To summarize, traditions that use the term “morpheme” can treat the two English plural forms book-s and ox-en in three different ways: They can say (i) that -s and -en are two different (but homosemous) morphemes expressing plural meaning (sense 1), (ii) that -s and -en are members of the same English morpheme (sense 2; designated {Plural}, or {-s, -en}, using curly brackets for sets), or (iii) that there is an abstract morpheme [plural] that may be realized by different exponents (-s and -en) (sense 3).

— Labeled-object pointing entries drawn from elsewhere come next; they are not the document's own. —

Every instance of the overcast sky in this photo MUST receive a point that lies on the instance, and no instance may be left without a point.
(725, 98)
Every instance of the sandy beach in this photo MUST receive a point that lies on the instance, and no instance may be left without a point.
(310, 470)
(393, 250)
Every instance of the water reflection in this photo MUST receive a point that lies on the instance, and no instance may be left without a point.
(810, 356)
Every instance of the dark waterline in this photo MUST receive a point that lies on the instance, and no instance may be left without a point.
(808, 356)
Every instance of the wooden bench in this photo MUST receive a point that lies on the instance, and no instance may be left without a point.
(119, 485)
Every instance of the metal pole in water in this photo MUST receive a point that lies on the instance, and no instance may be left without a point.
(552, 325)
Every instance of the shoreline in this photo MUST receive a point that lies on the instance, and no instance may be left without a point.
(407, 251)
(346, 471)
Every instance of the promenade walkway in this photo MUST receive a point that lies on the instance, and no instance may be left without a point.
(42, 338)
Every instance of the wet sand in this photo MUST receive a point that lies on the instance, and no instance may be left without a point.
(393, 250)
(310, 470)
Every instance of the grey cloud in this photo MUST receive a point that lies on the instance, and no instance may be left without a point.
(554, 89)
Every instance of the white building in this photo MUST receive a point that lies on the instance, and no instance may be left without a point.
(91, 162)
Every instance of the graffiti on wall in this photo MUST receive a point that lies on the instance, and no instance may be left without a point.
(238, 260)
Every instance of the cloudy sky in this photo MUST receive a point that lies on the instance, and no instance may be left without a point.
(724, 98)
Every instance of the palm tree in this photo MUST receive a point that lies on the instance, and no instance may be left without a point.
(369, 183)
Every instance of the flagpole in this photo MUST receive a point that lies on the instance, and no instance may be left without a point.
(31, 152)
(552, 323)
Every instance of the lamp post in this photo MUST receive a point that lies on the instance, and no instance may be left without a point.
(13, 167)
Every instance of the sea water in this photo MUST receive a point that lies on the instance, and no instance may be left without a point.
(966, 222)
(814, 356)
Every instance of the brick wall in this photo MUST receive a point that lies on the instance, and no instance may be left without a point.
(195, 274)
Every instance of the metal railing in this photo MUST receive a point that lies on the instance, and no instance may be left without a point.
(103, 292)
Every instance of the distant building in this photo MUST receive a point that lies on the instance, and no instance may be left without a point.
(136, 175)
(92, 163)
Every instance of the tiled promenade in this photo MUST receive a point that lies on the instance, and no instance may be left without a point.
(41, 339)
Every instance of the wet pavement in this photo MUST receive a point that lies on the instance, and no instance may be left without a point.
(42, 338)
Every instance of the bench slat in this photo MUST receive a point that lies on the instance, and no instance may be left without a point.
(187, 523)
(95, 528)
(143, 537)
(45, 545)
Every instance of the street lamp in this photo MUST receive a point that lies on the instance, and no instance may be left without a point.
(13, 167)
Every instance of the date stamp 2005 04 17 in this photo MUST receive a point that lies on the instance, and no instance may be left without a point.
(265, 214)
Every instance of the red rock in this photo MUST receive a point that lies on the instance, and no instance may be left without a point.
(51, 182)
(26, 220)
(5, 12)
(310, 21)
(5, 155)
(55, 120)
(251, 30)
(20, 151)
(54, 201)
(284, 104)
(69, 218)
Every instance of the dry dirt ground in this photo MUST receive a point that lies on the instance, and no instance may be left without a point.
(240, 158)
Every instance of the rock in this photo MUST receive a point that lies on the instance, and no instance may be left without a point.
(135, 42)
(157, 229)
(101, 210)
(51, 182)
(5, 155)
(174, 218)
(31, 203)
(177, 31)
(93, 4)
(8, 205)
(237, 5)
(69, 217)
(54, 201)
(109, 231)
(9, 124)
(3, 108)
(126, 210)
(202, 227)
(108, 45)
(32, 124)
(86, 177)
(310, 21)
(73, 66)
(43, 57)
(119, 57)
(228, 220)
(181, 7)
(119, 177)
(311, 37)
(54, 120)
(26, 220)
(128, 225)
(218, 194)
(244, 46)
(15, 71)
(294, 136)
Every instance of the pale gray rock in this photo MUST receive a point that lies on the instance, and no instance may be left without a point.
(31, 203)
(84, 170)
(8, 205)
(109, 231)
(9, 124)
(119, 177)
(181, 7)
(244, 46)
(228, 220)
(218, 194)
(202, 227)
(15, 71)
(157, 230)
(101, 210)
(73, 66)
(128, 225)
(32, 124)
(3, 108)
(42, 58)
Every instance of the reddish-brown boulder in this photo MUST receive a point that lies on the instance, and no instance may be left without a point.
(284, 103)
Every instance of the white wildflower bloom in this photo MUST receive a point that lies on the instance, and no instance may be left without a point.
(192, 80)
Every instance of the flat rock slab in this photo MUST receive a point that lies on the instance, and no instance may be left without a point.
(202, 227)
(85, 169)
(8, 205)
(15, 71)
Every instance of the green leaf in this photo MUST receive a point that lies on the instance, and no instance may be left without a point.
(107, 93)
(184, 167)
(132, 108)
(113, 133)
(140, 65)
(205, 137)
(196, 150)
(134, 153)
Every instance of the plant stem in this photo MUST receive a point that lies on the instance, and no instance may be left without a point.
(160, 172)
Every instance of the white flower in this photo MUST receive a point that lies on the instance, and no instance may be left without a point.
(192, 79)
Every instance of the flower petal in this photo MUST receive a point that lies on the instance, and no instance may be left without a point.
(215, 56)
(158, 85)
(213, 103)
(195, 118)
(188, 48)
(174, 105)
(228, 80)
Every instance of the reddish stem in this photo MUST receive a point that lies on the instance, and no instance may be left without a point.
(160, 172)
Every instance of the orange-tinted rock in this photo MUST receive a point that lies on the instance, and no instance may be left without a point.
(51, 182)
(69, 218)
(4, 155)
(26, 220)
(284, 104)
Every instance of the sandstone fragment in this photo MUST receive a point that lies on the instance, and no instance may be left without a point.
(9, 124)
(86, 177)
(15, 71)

Because of this multiplicity of meanings of the term “morpheme”, I do not think that the term can be salvaged for future use in technical contexts. It will no doubt continue to be used colloquially (mostly in sense 1), but it seems best to avoid it in technical usage if one wants to be understood more widely. In its colloquial sense, it can be easily replaced by morph by authors who value precision and a broad readership.
We began in §2 with definitions of the terms affix (which is the basis for suffix and prefix) and root. Having simple definitions of these is important, because the terms suffix and prefix are very widely used, and in fact my original motivation for writing this paper was that I was very dissatisfied with many of the definitions of these commonly used terms in the literature.
Could one perhaps define an affix as a kind of “morpheme” in sense 2 or 3 in (8)? It seems clear that the answer is no, because we would not want to say that there is a “Korean suffix -i/-ka”, implying that -i is the same suffix as -ka, or that English has “a suffix -en/-ed” (whereas we could say that -i and -kabelong to the same morpheme {Nominative}, in sense 2, or that they realize the same abstract morpheme [nom], in sense 3).Footnote 7 Thus, affixes and roots are generally understood as special kinds of morphs, not as “morphemes” (unless one uses this term in sense 1, to refer to morphs).